A slowdown in those areas
is expected, and even baked into the country’s economic outlook. But
economists and analysts say the net effect could be more painful than
China and its leaders are ready to handle.
While Beijing has emphasized reorienting the
economy toward consumer spending and market-driven development, its
policy goals around jobs, growth and inflation are still greatly
dependent on heavy industry and manufacturing. But the health of
industries like steel, railways or housing construction is highly
interconnected, and stress in one can put pressure on the others.
The latest economic data offer little respite.
Figures released Wednesday showed industrial
production increasing at its slowest pace since 2008, rising 6.8 percent
in the first two months of the year compared with a year ago. The
slowdown is being compounded by falling commodity prices, with the producer price index
declining a further 4.8 percent last month from a year earlier, its
steepest fall since 2009. Land purchases by developers plunged by nearly
one-third.
“If you look at what companies are suffering the most in China, it is heavy industry,” Mr. Kuijs said.
So
far, China’s leaders have remained publicly sanguine. In a speech last
week, Premier Li Keqiang lowered the official growth target for this
year to about 7 percent, which would be the country’s slowest expansion
in a quarter-century. He drove home the importance of reducing China’s
reliance on traditional industry and credit-fueled investment, replacing
them with consumer demand as a pillar of the economy.
“In
expanding consumption, we need to ensure that every drop of spending
builds to create a mighty river, so that the potential contained in an
ocean of private consumers will be channeled into a powerful force
driving economic growth,” Mr. Li said.
Policy changes, meanwhile, illustrate a more urgent approach. Last month the central bank cut interest rates for the second time since November,
and also freed up money for loans by reducing the amount of cash that
banks are required to keep on reserve. And China’s leaders have sounded a
new note of caution about the impact on job creation.
China
added 13.2 million urban jobs last year, surpassing its target of 10
million. But the number of newly created positions fell in the first two
months compared with a year ago, Yin Weimin, the minister of human
resources and social security, told reporters Tuesday in Beijing on the
sidelines of the weeklong annual meeting of the party-appointed national
legislature.
“Against a backdrop of slower
economic growth, increasing downward pressure on the economy and of
industrial restructuring, this year’s employment situation will be even
more complex and grim,” Mr. Yin said, declining to provide specific
figures on the number of jobs added so far this year.

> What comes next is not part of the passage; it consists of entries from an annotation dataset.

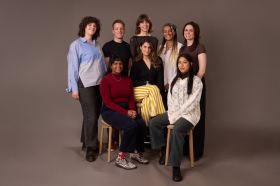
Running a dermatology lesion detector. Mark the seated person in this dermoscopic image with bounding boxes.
[149,54,203,181]
[130,40,165,124]
[100,57,149,169]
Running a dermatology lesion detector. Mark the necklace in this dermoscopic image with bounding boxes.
[112,74,122,82]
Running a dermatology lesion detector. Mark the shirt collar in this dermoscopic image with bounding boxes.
[80,37,95,45]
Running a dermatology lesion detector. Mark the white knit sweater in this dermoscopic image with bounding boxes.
[167,76,203,126]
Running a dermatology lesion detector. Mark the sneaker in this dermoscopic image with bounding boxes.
[130,153,149,164]
[115,158,137,170]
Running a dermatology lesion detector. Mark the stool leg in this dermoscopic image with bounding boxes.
[107,127,112,162]
[165,129,171,166]
[189,130,194,168]
[99,123,104,155]
[119,129,122,147]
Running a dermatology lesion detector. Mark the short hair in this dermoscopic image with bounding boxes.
[135,14,153,34]
[112,19,125,28]
[109,55,123,66]
[78,16,100,40]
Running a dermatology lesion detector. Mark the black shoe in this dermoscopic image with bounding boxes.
[86,147,97,162]
[158,146,166,165]
[172,167,183,182]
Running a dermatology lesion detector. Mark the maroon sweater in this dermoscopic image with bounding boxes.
[100,73,136,116]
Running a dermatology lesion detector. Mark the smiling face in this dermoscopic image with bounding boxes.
[85,23,96,37]
[140,42,152,56]
[111,61,123,75]
[178,57,190,74]
[162,26,174,41]
[112,23,125,39]
[184,25,195,40]
[139,20,150,33]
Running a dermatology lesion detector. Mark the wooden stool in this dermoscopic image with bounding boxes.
[165,125,194,168]
[99,119,122,162]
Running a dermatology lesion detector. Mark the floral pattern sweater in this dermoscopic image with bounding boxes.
[167,76,203,126]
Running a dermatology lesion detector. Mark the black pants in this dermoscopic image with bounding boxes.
[101,104,146,152]
[185,78,206,160]
[78,81,102,150]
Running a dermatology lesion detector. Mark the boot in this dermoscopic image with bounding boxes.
[172,167,182,182]
[158,146,166,165]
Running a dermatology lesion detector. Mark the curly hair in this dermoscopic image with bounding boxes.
[78,16,100,40]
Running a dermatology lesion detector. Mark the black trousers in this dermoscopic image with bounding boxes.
[184,78,206,160]
[78,81,102,150]
[101,104,146,152]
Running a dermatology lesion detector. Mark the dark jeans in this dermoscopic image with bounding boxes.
[79,82,102,150]
[185,78,206,160]
[101,104,146,152]
[149,112,193,167]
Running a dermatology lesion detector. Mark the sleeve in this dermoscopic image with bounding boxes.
[198,44,206,54]
[66,43,79,93]
[99,77,127,116]
[180,76,203,114]
[167,86,179,124]
[130,62,146,87]
[95,41,107,75]
[128,79,136,110]
[102,44,110,57]
[157,57,164,95]
[154,37,158,51]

The upheaval in China’s traditional economy is already being felt by workers like Chen Huabin.
For
years, Mr. Chen worked in export sales at a privately owned steel plant
in Yangzhou, a city in eastern Jiangsu Province. Mr. Chen, 35, said the
plant’s operations expanded dramatically from 2003 to 2009, growing
from 150 employees to 1,800.
“At that time, the boss was really confident of
the market and decided to invest all the profits to build more
facilities,” Mr. Chen said in a recent interview. “It was also easy to
get a loan. So we had been expanding blindly.”
Then,
after years of rapid expansion, the steel industry got whipsawed by a
wave of challenges. The global financial crisis crushed demand at home,
and anti-dumping tariffs imposed by the United States and Europe further
shrank the market for Chinese mills.